Maksymalne prędkości na drogach w Europie
Jedynie Bułgaria podobnie jak Polska pozwala jeździć po swoich najszybszych drogach z prędkością 140 km/h. Oczywiście w tym całym zestawieniu należy pominąć Niemcy, gdzie rozwijana maksymalna prędkość nie ma żadnego limitu. Kraj ten jedynie sugeruje ile powinno się jechać – a jest to 130 km/h, a więc i tak mniej niż u nas.
Są kraje, gdzie o dozwolonych 140 hm/h można pomarzyć. Maksymalne prędkości w Islandii i na Malcie nie przekraczają trzycyfrowej liczby.

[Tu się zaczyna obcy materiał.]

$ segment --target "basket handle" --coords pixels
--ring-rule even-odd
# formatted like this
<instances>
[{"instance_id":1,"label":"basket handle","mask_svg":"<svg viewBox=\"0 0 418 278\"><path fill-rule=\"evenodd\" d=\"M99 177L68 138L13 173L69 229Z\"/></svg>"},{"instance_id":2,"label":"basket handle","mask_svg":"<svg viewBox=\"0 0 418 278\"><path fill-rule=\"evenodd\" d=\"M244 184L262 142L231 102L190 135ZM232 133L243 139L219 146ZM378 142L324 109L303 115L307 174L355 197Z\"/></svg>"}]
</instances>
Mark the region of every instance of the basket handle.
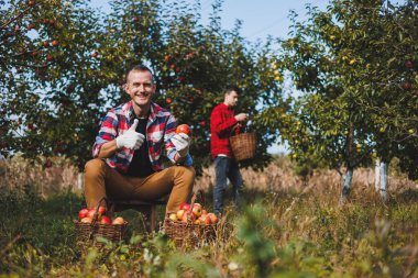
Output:
<instances>
[{"instance_id":1,"label":"basket handle","mask_svg":"<svg viewBox=\"0 0 418 278\"><path fill-rule=\"evenodd\" d=\"M109 200L108 198L103 197L100 199L100 201L97 202L96 204L96 211L95 211L95 214L92 216L92 221L91 221L91 226L96 225L96 222L99 218L99 208L100 208L100 204L101 202L105 201L105 207L106 207L106 210L108 210L108 207L109 207Z\"/></svg>"},{"instance_id":2,"label":"basket handle","mask_svg":"<svg viewBox=\"0 0 418 278\"><path fill-rule=\"evenodd\" d=\"M191 197L190 209L189 209L189 213L187 214L187 222L191 221L191 219L190 219L191 211L193 211L193 207L195 205L195 202L197 199L201 200L202 204L205 205L205 194L204 194L204 191L201 189L197 190Z\"/></svg>"}]
</instances>

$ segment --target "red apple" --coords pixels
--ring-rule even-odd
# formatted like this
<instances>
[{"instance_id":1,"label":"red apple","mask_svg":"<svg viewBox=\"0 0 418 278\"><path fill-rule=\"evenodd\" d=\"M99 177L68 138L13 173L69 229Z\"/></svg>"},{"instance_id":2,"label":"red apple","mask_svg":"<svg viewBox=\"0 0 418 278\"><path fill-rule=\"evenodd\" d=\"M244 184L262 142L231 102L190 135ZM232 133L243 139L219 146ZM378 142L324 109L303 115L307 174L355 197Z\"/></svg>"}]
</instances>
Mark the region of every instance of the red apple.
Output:
<instances>
[{"instance_id":1,"label":"red apple","mask_svg":"<svg viewBox=\"0 0 418 278\"><path fill-rule=\"evenodd\" d=\"M90 218L84 218L80 220L81 223L91 223L91 219Z\"/></svg>"},{"instance_id":2,"label":"red apple","mask_svg":"<svg viewBox=\"0 0 418 278\"><path fill-rule=\"evenodd\" d=\"M88 209L81 209L79 212L78 212L78 219L81 220L84 218L87 218L87 214L88 214Z\"/></svg>"},{"instance_id":3,"label":"red apple","mask_svg":"<svg viewBox=\"0 0 418 278\"><path fill-rule=\"evenodd\" d=\"M202 210L201 204L195 202L193 204L191 213L195 214L197 218L199 218L201 215L201 210Z\"/></svg>"},{"instance_id":4,"label":"red apple","mask_svg":"<svg viewBox=\"0 0 418 278\"><path fill-rule=\"evenodd\" d=\"M208 216L210 218L210 222L212 222L212 224L218 222L218 216L215 213L208 213Z\"/></svg>"},{"instance_id":5,"label":"red apple","mask_svg":"<svg viewBox=\"0 0 418 278\"><path fill-rule=\"evenodd\" d=\"M168 216L170 220L173 221L177 221L177 214L176 213L169 213L169 216Z\"/></svg>"},{"instance_id":6,"label":"red apple","mask_svg":"<svg viewBox=\"0 0 418 278\"><path fill-rule=\"evenodd\" d=\"M106 213L106 208L100 205L99 207L99 216L103 215Z\"/></svg>"},{"instance_id":7,"label":"red apple","mask_svg":"<svg viewBox=\"0 0 418 278\"><path fill-rule=\"evenodd\" d=\"M112 225L123 225L123 223L124 223L124 220L123 220L123 218L121 218L121 216L116 218L116 219L113 219L113 221L112 221Z\"/></svg>"},{"instance_id":8,"label":"red apple","mask_svg":"<svg viewBox=\"0 0 418 278\"><path fill-rule=\"evenodd\" d=\"M112 223L112 221L111 221L110 218L108 218L108 216L101 216L100 224L107 224L107 225L109 225L111 223Z\"/></svg>"},{"instance_id":9,"label":"red apple","mask_svg":"<svg viewBox=\"0 0 418 278\"><path fill-rule=\"evenodd\" d=\"M180 124L177 126L176 133L177 134L185 133L185 134L189 135L190 134L190 126L188 126L187 124Z\"/></svg>"},{"instance_id":10,"label":"red apple","mask_svg":"<svg viewBox=\"0 0 418 278\"><path fill-rule=\"evenodd\" d=\"M210 225L212 223L208 214L201 214L199 219L200 219L200 222L205 225Z\"/></svg>"},{"instance_id":11,"label":"red apple","mask_svg":"<svg viewBox=\"0 0 418 278\"><path fill-rule=\"evenodd\" d=\"M180 210L189 211L189 210L190 210L190 204L188 204L187 202L184 202L184 203L180 205Z\"/></svg>"},{"instance_id":12,"label":"red apple","mask_svg":"<svg viewBox=\"0 0 418 278\"><path fill-rule=\"evenodd\" d=\"M404 88L404 90L409 90L410 88L413 88L410 82L405 82L402 87Z\"/></svg>"},{"instance_id":13,"label":"red apple","mask_svg":"<svg viewBox=\"0 0 418 278\"><path fill-rule=\"evenodd\" d=\"M178 220L182 220L183 216L185 215L185 210L178 210L177 213L176 213L176 215L177 215Z\"/></svg>"}]
</instances>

Jest to kolejno 90 km/h i… 80 km/h. A kary za ich przekroczenie są znacznie surowsze niż w Polsce.
Rozbestwieni kierowcy
Przyzwolenie na tak duże prędkości w Polsce ma bardzo zły wpływ na kierowców. W ich ocenie skoro mogą jechać 140 km/h, to mogą i znacznie więcej. Zwłaszcza że kary finansowe w porównaniu do obecnych zarobków są niewielkie.
Problemem wciąż na pewno pozostaje zbyt łaskawy taryfikator, z którego już po prosto się kpi. Miał on zostać zmieniony, ale widoczniej rząd ma ważniejsze sprawy jak np. własne podwyżki, niż bezpieczeństwo obywateli. Bez wyciągania większych konsekwencji sytuacjach na polskich drogach szybko się nie poprawi. Tylko w te wakacje na polskich drogach zginęło 437 osób.
Warto nie sugerować się znakami, możliwościami i przyzwoleniami, a własną głową. To na pewno najlepsze źródło bezpieczeństwa.